Performs nearest neighbor matching between two dataframes using a specified metric. This method employs a greedy algorithm to pair elements from the treated set with their closest matches in the control set based on the given metric. The algorithm does not optimize for the best overall matching but ensures a straightforward, commonly used approach. The method is flexible to different metrics and requires preliminary size comparison of treated and control sets to determine the direction of matching. It supports optional specification of covariates for focused matching.

Arguments:

  • treated_set pd.DataFrame - DataFrame for which matches are sought.
  • control_set pd.DataFrame - DataFrame from which matches are selected.
  • metric str - Metric to measure closeness between units, e.g., "absolute", "mahalanobis".
  • covariates Optional[List[str]], optional - Covariates considered for matching. Defaults to all variables.

Returns:

  • pd.DataFrame - Matched subset from the control set.

medmodels.matching.algorithms.propensity_score

calculate_propensity

def calculate_propensity(
        x_train: np.ndarray,
        y_train: np.ndarray,
        treated_test: np.ndarray,
        control_test: np.ndarray,
        hyperparam: Optional[dict] = None,
        metric: str = "logit") -> Tuple[np.ndarray, np.ndarray]

Trains a classification algorithm on training data, predicts the probability of being in the last class for treated and control test datasets, and returns these probabilities.
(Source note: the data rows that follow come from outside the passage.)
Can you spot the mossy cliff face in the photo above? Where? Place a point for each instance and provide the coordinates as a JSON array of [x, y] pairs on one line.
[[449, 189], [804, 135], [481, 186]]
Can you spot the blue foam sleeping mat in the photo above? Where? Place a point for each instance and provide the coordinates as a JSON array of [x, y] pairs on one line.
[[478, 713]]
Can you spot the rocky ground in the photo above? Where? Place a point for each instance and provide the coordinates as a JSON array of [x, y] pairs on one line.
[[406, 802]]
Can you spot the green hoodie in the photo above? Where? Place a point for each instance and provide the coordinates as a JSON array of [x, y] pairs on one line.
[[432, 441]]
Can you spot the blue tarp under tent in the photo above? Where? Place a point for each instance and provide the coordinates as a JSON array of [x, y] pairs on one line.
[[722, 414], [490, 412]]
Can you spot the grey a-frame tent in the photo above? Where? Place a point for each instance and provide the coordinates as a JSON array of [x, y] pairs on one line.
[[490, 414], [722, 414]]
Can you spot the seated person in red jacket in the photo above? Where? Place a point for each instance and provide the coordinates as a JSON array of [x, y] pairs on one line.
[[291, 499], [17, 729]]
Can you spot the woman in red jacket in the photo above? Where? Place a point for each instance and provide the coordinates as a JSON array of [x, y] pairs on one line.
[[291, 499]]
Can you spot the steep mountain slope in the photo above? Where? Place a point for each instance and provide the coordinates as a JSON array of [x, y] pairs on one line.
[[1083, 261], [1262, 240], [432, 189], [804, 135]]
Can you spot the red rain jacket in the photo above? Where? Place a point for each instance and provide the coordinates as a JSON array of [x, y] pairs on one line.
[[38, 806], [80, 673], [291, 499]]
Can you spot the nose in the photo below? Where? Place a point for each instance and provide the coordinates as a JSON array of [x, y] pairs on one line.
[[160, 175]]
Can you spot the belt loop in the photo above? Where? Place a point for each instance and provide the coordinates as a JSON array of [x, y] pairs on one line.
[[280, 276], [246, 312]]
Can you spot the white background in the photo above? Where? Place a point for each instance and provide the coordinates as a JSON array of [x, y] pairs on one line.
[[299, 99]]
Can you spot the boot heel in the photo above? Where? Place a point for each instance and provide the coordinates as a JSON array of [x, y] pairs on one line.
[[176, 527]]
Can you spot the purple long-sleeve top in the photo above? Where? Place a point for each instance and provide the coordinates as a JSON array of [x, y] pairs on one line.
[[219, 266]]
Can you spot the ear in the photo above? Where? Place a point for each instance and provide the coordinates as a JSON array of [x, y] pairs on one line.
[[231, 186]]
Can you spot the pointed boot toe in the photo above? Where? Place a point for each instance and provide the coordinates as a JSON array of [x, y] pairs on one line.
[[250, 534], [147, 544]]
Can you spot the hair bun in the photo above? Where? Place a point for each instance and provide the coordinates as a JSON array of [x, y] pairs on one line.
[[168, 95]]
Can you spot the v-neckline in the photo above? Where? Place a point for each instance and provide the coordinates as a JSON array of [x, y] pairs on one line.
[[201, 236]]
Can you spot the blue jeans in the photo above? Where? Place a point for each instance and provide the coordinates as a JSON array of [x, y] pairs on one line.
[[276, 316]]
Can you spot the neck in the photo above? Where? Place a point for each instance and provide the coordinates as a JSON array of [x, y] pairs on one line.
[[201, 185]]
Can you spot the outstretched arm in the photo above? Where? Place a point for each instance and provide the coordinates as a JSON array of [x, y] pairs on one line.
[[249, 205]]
This function supports multiple classification algorithms and allows specifying hyperparameters. It is designed for binary classification tasks, focusing on the probability of the positive class.

Arguments:

  • x_train np.ndarray - Feature matrix for training.
  • y_train np.ndarray - Target variable for training.
  • treated_test np.ndarray - Feature matrix for the treated group to predict probabilities.
  • control_test np.ndarray - Feature matrix for the control group to predict probabilities.
  • hyperparam Optional[dict], optional - Manual hyperparameter settings. Uses default if None.
  • metric str, optional - Classification algorithm to use. Options: "logit", "dec_tree", "forest".

Returns:

Tuple[np.ndarray, np.ndarray]: Probabilities of the positive class for treated and control groups.

Example:

For "dec_tree" metric with iris dataset inputs, returns probabilities of the last class for treated and control sets, e.g., ([0.], [0.]).

run_propensity_score

def run_propensity_score(treated_set: pd.DataFrame,
                         control_set: pd.DataFrame,
                         model: str = "logit",
                         hyperparam: Optional[Any] = None,
                         covariates: Optional[list] = None) -> pd.DataFrame

Executes Propensity Score matching using a specified classification algorithm. Constructs the training target by assigning 1 to the treated set and 0 to the control set, then predicts the propensity score. This score is used for matching using the nearest neighbor method.

Arguments:

  • treated_set pd.DataFrame - Data for the treated group.
  • control_set pd.DataFrame - Data for the control group.
  • model str, optional - Classification algorithm for predicting probabilities. Options include "logit", "dec_tree", "forest".
  • hyperparam Optional[Any], optional - Hyperparameters for model tuning. Increases computation time if set.
  • covariates Optional[list], optional - Features for matching. Uses all if None.

Returns:

  • pd.DataFrame - Matched subset from the control set corresponding to the treated set.

    This function simplifies the process of propensity score matching, focusing on the use of the propensity score as the sole covariate for matching.